Needles For Aging Skin?

microneedle

One of my readers asked me about micro needling so here’s the breakdown on this popular anti-aging process.

About Skin Needling

Skin needling, also referred to as microneedling or collagen induction therapy, is the use of multiple needles at one time on a set gauge or length that is either rolled or stamped onto the skin.  Originally recognized as a method to repair scars in 1995 by Norman Orentreich, MD, and David S. Orentreich, MD, it was Des Fernandes, MD, who introduced skin needling as a skin rejuvenation method.

Different needle lengths will yield different results.  For example, shorter needles will increase product penetration and stimulate collagen production while longer needles may be used to treat deeper wrinkles and scarring.

How it Works

Skin needling is based on the premise of a controlled wound response than in turn stimulates collagen production.   Basically, anytime your skin is injured, it begins a process of wound healing that is followed by the production of new collagen and elastin.  In skin needling, the needles create tiny ‘injuries’ that prompt this wound healing process.

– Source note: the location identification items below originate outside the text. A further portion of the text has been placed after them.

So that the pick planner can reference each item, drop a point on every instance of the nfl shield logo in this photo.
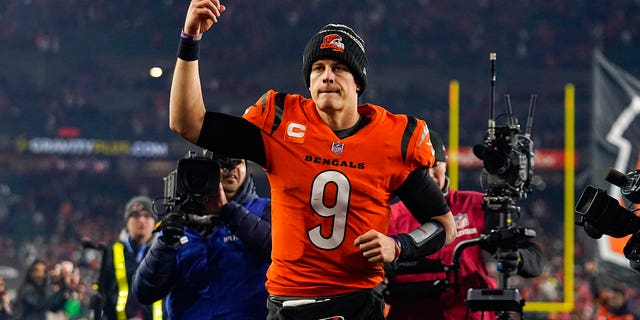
(337, 148)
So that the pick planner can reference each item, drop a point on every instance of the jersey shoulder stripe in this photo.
(412, 123)
(279, 108)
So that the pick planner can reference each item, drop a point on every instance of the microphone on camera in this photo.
(616, 177)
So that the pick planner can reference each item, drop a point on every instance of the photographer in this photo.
(120, 262)
(213, 266)
(471, 222)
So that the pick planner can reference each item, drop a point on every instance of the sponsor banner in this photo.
(91, 147)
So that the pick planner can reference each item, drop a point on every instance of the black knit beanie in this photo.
(337, 41)
(438, 147)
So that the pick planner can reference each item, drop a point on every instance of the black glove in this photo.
(173, 228)
(509, 261)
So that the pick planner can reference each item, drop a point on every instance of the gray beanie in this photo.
(337, 41)
(137, 204)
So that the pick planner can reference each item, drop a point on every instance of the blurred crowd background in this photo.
(78, 69)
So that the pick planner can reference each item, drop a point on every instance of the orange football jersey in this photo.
(327, 191)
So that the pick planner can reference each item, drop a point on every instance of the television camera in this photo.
(193, 183)
(508, 157)
(598, 213)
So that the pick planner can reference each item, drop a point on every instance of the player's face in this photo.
(232, 178)
(332, 85)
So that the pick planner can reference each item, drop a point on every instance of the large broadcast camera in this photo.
(599, 213)
(192, 184)
(508, 158)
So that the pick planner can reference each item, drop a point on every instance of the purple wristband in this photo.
(191, 37)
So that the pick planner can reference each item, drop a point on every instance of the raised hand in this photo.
(201, 15)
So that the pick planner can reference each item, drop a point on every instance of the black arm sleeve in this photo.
(422, 196)
(253, 230)
(232, 137)
(154, 277)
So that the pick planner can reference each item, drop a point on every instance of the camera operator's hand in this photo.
(632, 251)
(173, 228)
(509, 261)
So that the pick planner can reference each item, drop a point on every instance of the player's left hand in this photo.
(376, 246)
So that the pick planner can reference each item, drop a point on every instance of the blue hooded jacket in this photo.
(221, 276)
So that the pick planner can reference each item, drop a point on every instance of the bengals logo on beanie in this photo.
(337, 41)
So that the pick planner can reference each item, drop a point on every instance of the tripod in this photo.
(504, 300)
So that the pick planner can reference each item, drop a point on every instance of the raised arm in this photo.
(186, 105)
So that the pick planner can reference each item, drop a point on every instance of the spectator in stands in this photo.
(36, 296)
(120, 262)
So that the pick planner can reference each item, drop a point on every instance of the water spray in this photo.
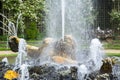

Skin needling treatments will also be followed by applications of, but not limited to vitamin C, retinoids, peptides and/or hydroxy based exfoliants.  Whereas microdermabrasion or chemical peels drive ingredients further into the skin by removing a layer(s) of skin, skin needling does the same without removing the top layer of skin.

Who’s A Good Candidate?

Most skin types and conditions can benefit from this treatment but may not be suited for skin that is sensitive or inflamed.  Skin needling is used for fine lines, wrinkles, acne scarring, hyperpigmentation and stretch marks.  Treatments can be tailored according to skin types and conditions by changing the device, needle depth and frequency of treatments.

 Things to Consider

A series of treatments are needed to achieve optimum results.

Treatments can range from $200-$500 per treatment.

The longer the needle is, this risk for infection increases; therefore follow your physicians instructions.

Procedures like these are usually performed in a medical office or medical spa- make sure the person performing the treatment is qualified and that he/she wears gloves at all times.

Although a topical numbing cream will be used prior to treatment, expect some discomfort.

Bottom Line: Skin needling is just one of many anti-aging options available that can generate great results. However, always do your research and consult with a professional to determine what works best for you.

I hope this article is helpful and if you have any questions, feel free to ask.

*Note: Although I love DIY treatments, this treatment is best left to professionals.  Doing this yourself can cause damage and lead to severe infections.